With computing we're getting to the complexity levels where systems can mimic non-determinism. A perfect example of this is understood by anyone who has had to maintain Windows desktops being used by minimally clued users, at some point things will break in a way that boggles the mind. And yet, if you dig deep enough you can determine why it broke in just that way. Managing this complexity is one of the challenges of modern computing environments.

We've gotten to the point where we can program life, if we're given an existing cellular structure to work with.

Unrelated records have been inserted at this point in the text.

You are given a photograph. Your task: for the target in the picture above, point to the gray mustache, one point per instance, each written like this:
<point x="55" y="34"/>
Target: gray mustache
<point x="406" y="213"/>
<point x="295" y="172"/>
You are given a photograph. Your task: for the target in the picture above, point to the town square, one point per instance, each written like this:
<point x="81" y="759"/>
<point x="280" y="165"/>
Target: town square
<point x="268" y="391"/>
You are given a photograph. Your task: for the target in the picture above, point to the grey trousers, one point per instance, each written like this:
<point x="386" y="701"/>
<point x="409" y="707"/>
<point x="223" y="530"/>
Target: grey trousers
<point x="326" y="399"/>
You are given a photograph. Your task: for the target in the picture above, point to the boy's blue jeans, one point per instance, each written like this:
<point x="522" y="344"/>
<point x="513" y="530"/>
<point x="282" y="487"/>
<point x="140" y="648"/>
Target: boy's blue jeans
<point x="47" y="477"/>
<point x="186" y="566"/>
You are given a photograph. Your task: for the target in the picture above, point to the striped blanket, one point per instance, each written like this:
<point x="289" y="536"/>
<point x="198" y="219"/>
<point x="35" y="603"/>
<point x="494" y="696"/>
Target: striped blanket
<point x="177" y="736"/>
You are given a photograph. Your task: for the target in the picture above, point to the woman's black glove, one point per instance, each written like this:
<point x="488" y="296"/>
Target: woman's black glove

The instruction set is mind bogglingly vast, contains instructions that seemingly do the same thing but have different side effects in certain circumstances, the documentation is being written on the fly by the programmers attempting to use it, and was developed through unintelligent evolutionary processes. If you thought your mind broke when using LISP, that's peanuts to DNA/RNA. And we haven't yet determined if there are biological equivalents to instruction-set-architectures.

With AI we're... working on it. Attempts to create neural networks that mimic the brain's structure and throwing inputs at it in an attempt to educate the dynamic neural network didn't do what we expected. We haven't finished the work of reverse engineering how brains work yet, so making a digital version is still based on guesswork. We have expert systems but they're not independent decision makers yet.

Biology and computational theory will converge at some point, probably, but we've got a long way to go.

Surviving a freak wave

Author and fellow Movable Type user Charles Stross recently survived a massive surge of load on his server. He describes the experience here.He gets regularly Slashdotted and listed on Redit, so surges of load are nothing new. However, what happened to him was an order of magnitude stronger then that. And he has some helpful tips on surviving that kind of freak wave.

The first lesson of which is, Static HTML.

My choice of Movable Type was clinched by the fact that it can use static HTML for its pages and doesn't require a DB hit for every page load the way WordPress does. Such pages can scale f-a-r longer than their dynamic brethren.

The second lesson, no or minimal graphics.

Bandwidth and connection-duration will both be better handled by serving small files. I have one image, and it is 1.18KB in size.

The third lesson, even basic machines can handle a Slashdotting these days.

Less important for me since I'm currently using shared hosting rather than dedicated hosting, but the point is taken.

The fourth lesson, design your site for a single order of magnitude wave, and plan for a 2nd order of magnitude.

This is why I've minimized dynamic content as much as I can. I don't even live-publish comments, that's done every couple of minutes just to save load in the case of a major wave. Since I'm on shared hosting I'll hit maximums well before a dedicated site like Stross' would, so I need to load-shed a lot sooner. As it happens, a slashdotting WOULD be a 2nd order wave for me. If it started happening regularly, I'd have to change hosting.

That said, if I was blogging from the cloud (i.e. Blogger, I wouldn't have to worry about any of this. But then, this is a sysadmin blog.